At one point, he said, his wife came to visit the Cincinnati set and threatened to return her exhausted husband back to Los Angeles.
“We bleed for the things we really believe in and want to see done right, and if I had to go into the hospital for something, it might as well be this,” Mr. Cheadle said with a laugh.
Mr. Cheadle has acted for such Hollywood heavyweights as Warren Beatty, P.T. Anderson, John Singleton and Robert Zemeckis, and was nominated for an Oscar for “Hotel Rwanda,” which told the true-life story of a hotel manager who shielded Tutsis from Hutu machete mobs during the Rwandan genocide.
Mr. Cheadle has achieved such pop culture notoriety that his name is also frequently dropped in rap lyrics.
“It’s fun, especially when it’s cats that I listen to,” Mr. Cheadle said with a smile. “I’m a quotable. That’s dope.”
Mr. Cheadle will next be seen in “Captain America: Civil War,” opening May 6. While such projects certainly pay the bills, he is thankful that he realized “Miles Ahead” after so much years and so many obstacles.

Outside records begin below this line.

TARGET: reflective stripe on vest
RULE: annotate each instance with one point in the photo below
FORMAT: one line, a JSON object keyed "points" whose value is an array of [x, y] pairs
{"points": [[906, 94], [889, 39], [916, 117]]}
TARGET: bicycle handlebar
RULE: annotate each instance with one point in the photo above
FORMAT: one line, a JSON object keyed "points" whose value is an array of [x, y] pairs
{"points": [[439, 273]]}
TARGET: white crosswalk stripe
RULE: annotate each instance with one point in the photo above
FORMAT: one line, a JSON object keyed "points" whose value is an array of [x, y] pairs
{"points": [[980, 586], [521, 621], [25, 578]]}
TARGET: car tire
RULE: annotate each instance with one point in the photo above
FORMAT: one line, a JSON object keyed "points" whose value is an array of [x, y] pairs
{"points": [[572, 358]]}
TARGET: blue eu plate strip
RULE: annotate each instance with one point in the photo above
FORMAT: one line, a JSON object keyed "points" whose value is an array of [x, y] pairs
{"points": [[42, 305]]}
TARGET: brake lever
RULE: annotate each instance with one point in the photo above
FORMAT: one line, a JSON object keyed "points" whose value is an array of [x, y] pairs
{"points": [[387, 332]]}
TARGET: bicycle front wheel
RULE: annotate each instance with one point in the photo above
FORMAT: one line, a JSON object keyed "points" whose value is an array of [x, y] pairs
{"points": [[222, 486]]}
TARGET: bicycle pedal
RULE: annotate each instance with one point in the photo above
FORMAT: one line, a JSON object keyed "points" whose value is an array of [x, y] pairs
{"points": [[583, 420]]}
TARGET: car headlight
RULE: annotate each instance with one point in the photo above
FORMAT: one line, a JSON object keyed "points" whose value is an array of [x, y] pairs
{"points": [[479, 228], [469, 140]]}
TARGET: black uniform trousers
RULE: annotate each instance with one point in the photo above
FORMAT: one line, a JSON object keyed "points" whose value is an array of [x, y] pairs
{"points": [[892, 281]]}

He said that recognizing Davis’ arc as a musician helped him appreciate the struggle of all artists.
“I think the most confirming thing about him was that he was always about change,” Mr. Cheadle said about his avatar. “He never wanted to rest in any genre [and] there was almost no satisfaction with what he did ever. And that is inspiring in a way as an artist.
“To always be in a place of the unknown and setting yourself up to constantly be surprised is something as an actor we always want to be — you always want to be in the moment,” he said. “You want to do something that is jumping off of a ledge, and that’s what Miles was all about.”